Former BISD electrician loses (another) appeal

Calvin Walker (left) and Dick DeGuerin

Former Beaumont Independent School District contract electrician Calvin Walker has spent the last two years trying to convince a myriad of courts that he shouldn’t face a jury of his peers in state court on allegations that he defrauded the school district and the city of Port Arthur out of millions of dollars. 

Since he was able to arrange a plea deal to alleviate similar federal charges in 2012 in exchange for admission that he failed to timely pay his taxes, Walker and attorney Dick DeGuerin argue, he should not be held liable for those same crimes at the state level. To date, no court has sided with the defense’s assertion, and on Wednesday, June 15, the Court of Criminal Appeals – the highest criminal appeals court in the state – also ruled that it would not hear arguments concerning Walker’s latest attempt to avoid state prosecution.

Barring unprecedented further legal maneuvering or divine intervention, Walker will now be placed on the docket for trial in Judge John Stevens’ Jefferson County Criminal District Court.

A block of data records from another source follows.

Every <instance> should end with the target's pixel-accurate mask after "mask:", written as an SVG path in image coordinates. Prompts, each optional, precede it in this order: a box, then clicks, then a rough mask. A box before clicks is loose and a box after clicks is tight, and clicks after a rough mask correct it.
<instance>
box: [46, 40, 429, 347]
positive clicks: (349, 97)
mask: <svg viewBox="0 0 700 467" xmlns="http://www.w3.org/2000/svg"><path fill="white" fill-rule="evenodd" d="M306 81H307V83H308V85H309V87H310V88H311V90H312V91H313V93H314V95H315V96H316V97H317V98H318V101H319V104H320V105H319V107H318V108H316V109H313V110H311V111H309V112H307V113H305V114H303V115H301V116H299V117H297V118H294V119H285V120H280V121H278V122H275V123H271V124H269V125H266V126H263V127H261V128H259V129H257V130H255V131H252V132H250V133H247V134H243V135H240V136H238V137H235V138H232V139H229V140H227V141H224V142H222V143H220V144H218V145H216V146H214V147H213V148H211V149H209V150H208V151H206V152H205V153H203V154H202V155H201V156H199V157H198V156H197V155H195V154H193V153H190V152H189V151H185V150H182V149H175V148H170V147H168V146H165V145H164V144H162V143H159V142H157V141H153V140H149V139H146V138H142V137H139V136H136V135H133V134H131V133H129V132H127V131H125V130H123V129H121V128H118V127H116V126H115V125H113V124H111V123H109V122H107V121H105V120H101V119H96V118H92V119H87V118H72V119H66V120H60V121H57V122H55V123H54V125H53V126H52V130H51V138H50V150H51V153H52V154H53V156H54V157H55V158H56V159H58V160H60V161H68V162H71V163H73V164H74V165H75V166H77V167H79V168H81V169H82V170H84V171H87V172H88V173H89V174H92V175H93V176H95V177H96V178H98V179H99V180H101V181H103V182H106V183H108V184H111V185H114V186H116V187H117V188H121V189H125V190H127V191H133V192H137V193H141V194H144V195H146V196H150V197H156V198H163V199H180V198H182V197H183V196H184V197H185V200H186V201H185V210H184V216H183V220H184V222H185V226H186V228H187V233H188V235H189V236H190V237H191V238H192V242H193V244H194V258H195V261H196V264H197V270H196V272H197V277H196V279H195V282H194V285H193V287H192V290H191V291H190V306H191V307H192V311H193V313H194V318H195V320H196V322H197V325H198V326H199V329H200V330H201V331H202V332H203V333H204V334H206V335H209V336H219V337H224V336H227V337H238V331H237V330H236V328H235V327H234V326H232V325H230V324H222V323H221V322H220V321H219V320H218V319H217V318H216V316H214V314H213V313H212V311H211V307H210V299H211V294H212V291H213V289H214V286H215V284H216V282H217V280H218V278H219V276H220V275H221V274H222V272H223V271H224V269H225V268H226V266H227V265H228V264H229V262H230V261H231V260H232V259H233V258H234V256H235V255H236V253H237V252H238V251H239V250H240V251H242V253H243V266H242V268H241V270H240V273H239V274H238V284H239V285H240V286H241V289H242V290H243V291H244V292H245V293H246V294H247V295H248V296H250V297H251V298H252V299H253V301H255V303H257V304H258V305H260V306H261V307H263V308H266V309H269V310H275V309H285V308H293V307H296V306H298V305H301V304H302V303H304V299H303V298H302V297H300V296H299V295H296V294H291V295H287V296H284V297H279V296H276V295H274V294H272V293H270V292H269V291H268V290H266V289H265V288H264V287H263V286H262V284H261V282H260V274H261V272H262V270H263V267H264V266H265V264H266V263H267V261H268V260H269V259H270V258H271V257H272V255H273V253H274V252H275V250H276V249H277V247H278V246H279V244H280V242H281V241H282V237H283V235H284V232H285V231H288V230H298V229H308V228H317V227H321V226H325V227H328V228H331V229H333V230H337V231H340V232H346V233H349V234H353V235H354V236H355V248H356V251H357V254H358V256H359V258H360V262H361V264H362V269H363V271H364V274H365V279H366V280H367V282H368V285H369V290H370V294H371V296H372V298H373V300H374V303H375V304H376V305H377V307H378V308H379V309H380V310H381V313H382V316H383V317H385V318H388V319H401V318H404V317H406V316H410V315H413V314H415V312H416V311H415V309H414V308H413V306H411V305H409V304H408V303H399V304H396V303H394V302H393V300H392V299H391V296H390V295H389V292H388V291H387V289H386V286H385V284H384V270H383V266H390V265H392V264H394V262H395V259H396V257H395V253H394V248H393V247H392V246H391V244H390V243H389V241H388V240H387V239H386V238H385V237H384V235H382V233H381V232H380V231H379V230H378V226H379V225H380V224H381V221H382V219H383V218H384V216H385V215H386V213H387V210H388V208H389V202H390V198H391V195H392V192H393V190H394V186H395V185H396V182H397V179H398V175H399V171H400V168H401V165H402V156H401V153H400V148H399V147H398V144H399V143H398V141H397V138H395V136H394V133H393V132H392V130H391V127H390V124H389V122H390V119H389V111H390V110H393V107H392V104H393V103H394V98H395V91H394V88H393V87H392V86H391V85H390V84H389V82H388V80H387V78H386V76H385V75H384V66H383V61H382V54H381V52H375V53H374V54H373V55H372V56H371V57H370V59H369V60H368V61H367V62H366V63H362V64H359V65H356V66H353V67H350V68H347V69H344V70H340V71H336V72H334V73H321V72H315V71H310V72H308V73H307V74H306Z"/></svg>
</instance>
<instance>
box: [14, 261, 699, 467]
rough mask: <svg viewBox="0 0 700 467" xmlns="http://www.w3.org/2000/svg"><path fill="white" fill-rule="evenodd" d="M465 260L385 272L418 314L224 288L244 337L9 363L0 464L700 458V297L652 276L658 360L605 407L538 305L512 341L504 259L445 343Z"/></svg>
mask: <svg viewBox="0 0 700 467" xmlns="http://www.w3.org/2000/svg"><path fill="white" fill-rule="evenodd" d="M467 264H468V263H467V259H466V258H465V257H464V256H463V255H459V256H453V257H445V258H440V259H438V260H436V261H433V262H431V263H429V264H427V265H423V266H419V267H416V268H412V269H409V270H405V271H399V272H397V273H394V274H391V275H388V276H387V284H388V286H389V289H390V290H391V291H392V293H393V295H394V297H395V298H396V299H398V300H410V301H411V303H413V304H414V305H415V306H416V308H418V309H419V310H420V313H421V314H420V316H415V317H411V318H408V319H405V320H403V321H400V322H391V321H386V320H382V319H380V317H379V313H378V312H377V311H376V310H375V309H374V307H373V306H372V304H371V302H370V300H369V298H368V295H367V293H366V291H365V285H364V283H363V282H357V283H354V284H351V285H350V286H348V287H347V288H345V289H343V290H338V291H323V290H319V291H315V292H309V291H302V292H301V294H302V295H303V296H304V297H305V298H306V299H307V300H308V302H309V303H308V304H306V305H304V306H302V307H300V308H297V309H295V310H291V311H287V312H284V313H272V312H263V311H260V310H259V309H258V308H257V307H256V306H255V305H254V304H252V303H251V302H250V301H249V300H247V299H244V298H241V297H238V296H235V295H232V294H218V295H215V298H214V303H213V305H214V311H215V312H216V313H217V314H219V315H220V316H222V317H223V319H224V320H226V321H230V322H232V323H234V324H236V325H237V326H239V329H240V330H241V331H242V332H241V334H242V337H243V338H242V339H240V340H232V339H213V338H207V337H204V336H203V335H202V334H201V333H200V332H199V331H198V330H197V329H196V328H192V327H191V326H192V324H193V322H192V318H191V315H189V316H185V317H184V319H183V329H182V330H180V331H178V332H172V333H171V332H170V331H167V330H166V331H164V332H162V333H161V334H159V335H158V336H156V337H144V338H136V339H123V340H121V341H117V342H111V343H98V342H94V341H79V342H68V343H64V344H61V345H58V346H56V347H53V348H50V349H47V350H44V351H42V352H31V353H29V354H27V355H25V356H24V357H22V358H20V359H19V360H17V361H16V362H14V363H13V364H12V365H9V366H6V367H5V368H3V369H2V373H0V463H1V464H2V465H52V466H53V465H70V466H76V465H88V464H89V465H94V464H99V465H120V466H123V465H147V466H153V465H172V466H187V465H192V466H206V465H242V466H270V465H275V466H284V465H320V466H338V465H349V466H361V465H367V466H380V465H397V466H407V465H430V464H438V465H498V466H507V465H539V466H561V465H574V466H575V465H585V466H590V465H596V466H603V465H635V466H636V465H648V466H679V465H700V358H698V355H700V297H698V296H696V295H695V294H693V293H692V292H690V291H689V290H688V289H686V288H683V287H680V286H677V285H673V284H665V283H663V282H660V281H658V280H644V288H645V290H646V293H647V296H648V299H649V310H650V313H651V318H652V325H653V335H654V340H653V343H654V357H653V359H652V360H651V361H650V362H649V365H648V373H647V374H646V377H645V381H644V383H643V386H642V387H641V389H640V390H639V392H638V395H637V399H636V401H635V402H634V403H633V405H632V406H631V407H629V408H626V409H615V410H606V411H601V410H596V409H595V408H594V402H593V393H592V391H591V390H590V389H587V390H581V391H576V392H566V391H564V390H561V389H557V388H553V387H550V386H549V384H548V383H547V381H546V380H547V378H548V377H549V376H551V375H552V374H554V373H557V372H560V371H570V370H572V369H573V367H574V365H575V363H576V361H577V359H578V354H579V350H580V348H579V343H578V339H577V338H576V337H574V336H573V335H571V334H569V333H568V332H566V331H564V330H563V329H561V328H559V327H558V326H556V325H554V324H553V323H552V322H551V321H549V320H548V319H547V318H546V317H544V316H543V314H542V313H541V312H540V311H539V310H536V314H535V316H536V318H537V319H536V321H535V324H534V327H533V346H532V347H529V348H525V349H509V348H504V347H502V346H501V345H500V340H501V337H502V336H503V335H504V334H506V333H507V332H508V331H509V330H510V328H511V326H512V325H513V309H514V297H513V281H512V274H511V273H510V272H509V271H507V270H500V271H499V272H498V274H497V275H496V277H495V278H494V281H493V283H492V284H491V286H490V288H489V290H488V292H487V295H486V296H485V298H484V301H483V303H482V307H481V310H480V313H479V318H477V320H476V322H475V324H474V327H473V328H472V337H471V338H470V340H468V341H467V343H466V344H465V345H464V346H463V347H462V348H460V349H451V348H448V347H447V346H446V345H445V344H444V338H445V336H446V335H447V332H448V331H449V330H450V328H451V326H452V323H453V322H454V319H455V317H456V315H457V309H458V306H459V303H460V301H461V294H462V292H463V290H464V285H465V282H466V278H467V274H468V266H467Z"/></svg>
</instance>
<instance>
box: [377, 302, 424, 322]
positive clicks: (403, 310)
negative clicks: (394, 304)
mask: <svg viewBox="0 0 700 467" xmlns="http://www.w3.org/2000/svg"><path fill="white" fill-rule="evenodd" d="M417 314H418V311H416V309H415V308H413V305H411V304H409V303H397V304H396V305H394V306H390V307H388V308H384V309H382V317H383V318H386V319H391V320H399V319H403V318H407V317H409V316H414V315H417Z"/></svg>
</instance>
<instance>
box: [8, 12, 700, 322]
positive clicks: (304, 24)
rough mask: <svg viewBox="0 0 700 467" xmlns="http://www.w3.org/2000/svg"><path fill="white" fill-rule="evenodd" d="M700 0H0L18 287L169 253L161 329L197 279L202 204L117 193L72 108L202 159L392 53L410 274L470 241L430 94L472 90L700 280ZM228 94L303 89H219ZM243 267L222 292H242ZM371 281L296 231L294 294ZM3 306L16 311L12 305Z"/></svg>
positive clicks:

“I don’t want to say that this was a stall tactic,” Jefferson County Assistant District Attorney Wayln Thompson, who handles the county’s criminal appeals, said. “But, it has definitely delayed the process.”

Walker’s appeal was a writ of habeas corpus, a type of filing rarely made prior to trial convictions. Writs of habeas argue that a prisoner is being held against their constitutional rights. Specifically, according to pleadings made in his writ for relief, Walker and DeGuerin pose the theory that the state’s prosecution is nothing more than double jeopardy – or a “sham and a cover” for failed federal proceedings where prosecutors from the federal and state offices are colluding together to deprive Walker of his right to freedom.

“A fair jury in federal court did not convict (Walker),” DeGuerin told The Examiner as to why he believes his client is currently being unfairly prosecuted. “They agreed in federal court not to prosecute him anymore after that.”

But that was just in federal court, state prosecutors assert.

“There is no double jeopardy with state and federal prosecution except in very, very limited circumstances,” Thompson said. “They were trying to stop us from being able to take him to trial. The judge denied it – and then they appealed it.” The claim was first denied in Stevens’ court in 2014. The 9th Court of Appeals heard the case next; it also denied Walker’s claim. The Court of Criminal Appeals refused to even contemplate the argument.

“It’s over,” Thompson surmised. “At this point, we can take him to trial.”

And although Thompson is convinced the state’s case will ultimately be heard before a jury, he is open to the fact that Walker and DeGuerin may have another Hail Mary up their sleeves.

“DeGuerin is creative,” Thompson said. “I don’t know what they’ll do next. But whatever they do, we’ll deal with it accordingly.”

Walker, when slated for trial in Jefferson County, is facing four felony charges of securing execution of a document by deception and two felony charges of money laundering.

Walker was arrested pursuant to the charges in July 2014, on the heels of a six-count indictment that alleges that, from Dec. 23, 2008, through Sept. 10, 2009, Walker submitted fraudulent invoices to both BISD and the city of Port Arthur resulting in the contractor being “compensated for labor, materials, and other expenses which were never incurred concerning his work as a contractor on various projects, including temporary campuses at BISD’s South Park and Regina Howell schools, a softball field at Ozen, and Port Arthur parks.”

Walker has faced – and been sentenced on – similar state charges before stemming from a bogus insurance claim that resulted in criminal prosecution in 2003, not long before Walker went into business with BISD and the city of Port Arthur. In that case, Walker altered documents to claim injuries and secure insurance proceeds he was not entitled to.

Walker was arrested on the state jail felony insurance fraud charge in January 2003, but was released on the surety of attorney Audwin Samuel. In the end, Walker pleaded no contest to the charge, and was ordered to serve four years of probation, perform 400 hours of community service, and pay a $1,000 fine and restitution. He petitioned the state – and was granted – early release from probation after serving just half his sentence.